Open Problems
Honest about what’s unsolved. Contributions welcome.
Automated Regression
A journey that passes today may break tomorrow. No automated re-walk exists. Needs dependency graph mapping, CI-integrated walks, and a headless walk runner.
Adversarial Journeys
Current journeys are “actor tries to succeed.” Missing: authorization bypass attempts, cross-tenant data access, role escalation, input injection. The walk procedure supports failure mode testing per step, but dedicated adversarial journeys with systematic threat modeling would be more thorough.
Performance Budgets
Trace analysis currently uses default budgets (5 DB queries for CRUD, 500ms response). No per-operation baselines exist. Adding baselines requires measuring current performance and defining acceptable thresholds per journey step.
Scale
At 8 journeys, manual walks work. At 50, they don’t. Scaling requires automated execution, prioritization, and incremental re-walks (only steps affected by code changes).
Walk Data Format
Walk transcripts are AI-generated markdown. Future direction: structured JSON that can be consumed by a test framework for automated evaluation.

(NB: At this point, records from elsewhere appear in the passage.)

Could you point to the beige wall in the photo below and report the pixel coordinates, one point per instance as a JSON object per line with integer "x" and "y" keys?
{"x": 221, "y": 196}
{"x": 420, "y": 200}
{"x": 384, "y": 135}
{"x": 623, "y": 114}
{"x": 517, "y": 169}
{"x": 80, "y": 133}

This is a prerequisite for CI-integrated walks.
Cross-Model Consistency
Unknown whether different AI models walking the same journey with the same criteria produce comparable results. Binary criteria should help, but trace analysis may vary.
Methodology Observability
No meta-metrics for “is the methodology working?” Candidates: issues found per walk, re-walk count before passing, criteria violations per scope over time, time from walk failure to walk pass.
Human Bottleneck at Scale
The walk procedure requires human review for every fix. At scale, needs auto-approve for low-risk fixes, require-review for high-risk changes.
Callable Surface Parity
If the system has multiple surfaces (REST, MCP, gRPC), nothing verifies they behave identically. A walk through MCP may pass while the same operation through REST fails differently.